Seven Aboriginal students at Charles Sturt University (CSU) in Dubbo are the recipients of generous accommodation grants aimed at helping them continue their tertiary education.
Each student has received a $10,000 grant through a program piloted by the NSW Department of Family and Community Services Aboriginal Housing Office (AHO).
The grants are being administered by CSU. It will pay the students’ rent until the money runs out and while they remain enrolled. The program takes in three universities—CSU in Dubbo, the University of New England in Armidale and the University of Technology in Sydney.
Dean of students at CSU, Professor Julia Coyle, said the program was a step in the right direction to improving retention rates for existing Aboriginal students who were at risk of dropping out of university due to housing stress.
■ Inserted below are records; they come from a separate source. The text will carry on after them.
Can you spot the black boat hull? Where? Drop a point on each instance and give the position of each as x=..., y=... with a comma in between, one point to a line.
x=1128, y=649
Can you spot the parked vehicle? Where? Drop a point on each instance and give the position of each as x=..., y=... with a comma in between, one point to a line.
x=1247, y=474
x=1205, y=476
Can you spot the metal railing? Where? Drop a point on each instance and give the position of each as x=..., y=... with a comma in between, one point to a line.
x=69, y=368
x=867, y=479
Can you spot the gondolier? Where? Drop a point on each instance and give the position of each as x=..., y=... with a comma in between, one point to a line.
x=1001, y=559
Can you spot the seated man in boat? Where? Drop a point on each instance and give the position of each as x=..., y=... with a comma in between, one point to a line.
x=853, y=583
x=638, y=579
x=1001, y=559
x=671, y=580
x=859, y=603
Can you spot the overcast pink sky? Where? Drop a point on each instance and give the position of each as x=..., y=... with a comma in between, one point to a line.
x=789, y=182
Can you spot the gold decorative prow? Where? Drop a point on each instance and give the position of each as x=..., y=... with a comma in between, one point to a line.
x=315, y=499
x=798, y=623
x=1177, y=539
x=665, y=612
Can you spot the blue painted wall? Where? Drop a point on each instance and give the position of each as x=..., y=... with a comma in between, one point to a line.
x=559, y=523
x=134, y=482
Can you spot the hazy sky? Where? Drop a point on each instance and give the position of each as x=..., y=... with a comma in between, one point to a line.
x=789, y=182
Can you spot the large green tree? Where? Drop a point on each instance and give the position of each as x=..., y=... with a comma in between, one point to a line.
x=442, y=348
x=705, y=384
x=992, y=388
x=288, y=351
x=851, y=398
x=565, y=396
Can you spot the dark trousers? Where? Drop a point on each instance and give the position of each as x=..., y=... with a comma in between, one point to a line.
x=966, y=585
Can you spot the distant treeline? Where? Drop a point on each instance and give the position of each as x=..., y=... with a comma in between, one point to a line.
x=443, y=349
Campus development manager at CSU in Dubbo Bart Sykes was instrumental in ensuring that the university was selected to participate in the pilot program.
"Housing affordability is a massive concern for our Indigenous students in Dubbo and plays a major factor in their ability to maintain their enrolment at university," he said.
AHO chief executive Shane Hamilton said a key element of the program was “effectively supporting Aboriginal students in a culturally-appropriate way”. "Together with CSU we aim to assist Aboriginal students overcome financial and accommodation barriers that prevent them from applying to study at university, or to maintain their enrolment over the course of their studies,” he said.
In 2015 CSU had 40,303 students “across all of its campuses and modes of study” with 2.2 per cent of them identifying as Indigenous. At CSU in Dubbo, 20 per cent of on-campus students identified as Indigenous.
An official presentation of the grants will take place at CSU in Dubbo on Tuesday. Recipients are Alisha Agland, Krystal Haycock, Casey Dodd, Cody Jones, Jason Chatfield, Monique Rayment and Frankie Rutherford.